Connecticut allows students to compete in sports as the gender they identify as, with no further requirements. If fashionable opinion has anything to say about it, this will be the universal trend.

Everyone is supposed to ignore the madness of it. In sports, the alleged fluidity of gender identity runs up against the ineluctability of sex.

Testosterone, which males get massive doses of beginning at puberty, is the original performance-enhancing drug. It makes men bigger, stronger and faster. It is easier for them to add muscle mass. They have bigger hearts (physically, not metaphorically, of course), and greater lung capacity, among other physical advantages.

This accounts for the considerable male-female gap in athletic performance. “This differential isn’t the result of boys and men having a male identity, more resources, better training, or superior discipline,” Doriane Lambelet Coleman and Wickliffe Shreve of Duke Law School write. “It’s because they have an androgenized body.”

At the 1988 U.S. Olympic Trials, Florence Griffith Joyner established a women’s record of 10.49 seconds in the 100-meter dash that no one has come close to touching ever since (in fact, there are suspicions that she was using a performance-enhancing drug).

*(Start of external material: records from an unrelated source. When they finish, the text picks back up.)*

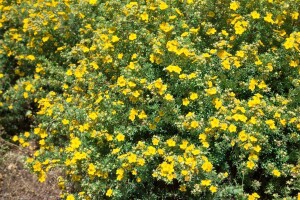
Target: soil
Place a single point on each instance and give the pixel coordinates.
(17, 183)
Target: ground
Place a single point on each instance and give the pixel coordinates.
(17, 183)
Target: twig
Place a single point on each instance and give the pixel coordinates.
(10, 144)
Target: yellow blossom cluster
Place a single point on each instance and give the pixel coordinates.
(155, 99)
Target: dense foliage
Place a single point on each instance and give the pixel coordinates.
(190, 99)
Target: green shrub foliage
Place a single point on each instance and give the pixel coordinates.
(187, 99)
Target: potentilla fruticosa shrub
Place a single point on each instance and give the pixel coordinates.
(158, 99)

Her epic sprint was ho-hum for a male. According to the International Association of Athletics Federations, there were 15 men in the United States whose best time was 10.49 in the 100-meter in 2018, and they were merely tied for 217th fastest last year.

Worldwide, there were 35 men whose best was at that time, all tied for 768th fastest in 2018.

This is why we have separate female and male competitions to begin with, so women can showcase their talents and get recognition without being overshadowed by men with inherent physiological advantages. This commonsense reason for separate competitions and separate record books is now falling away.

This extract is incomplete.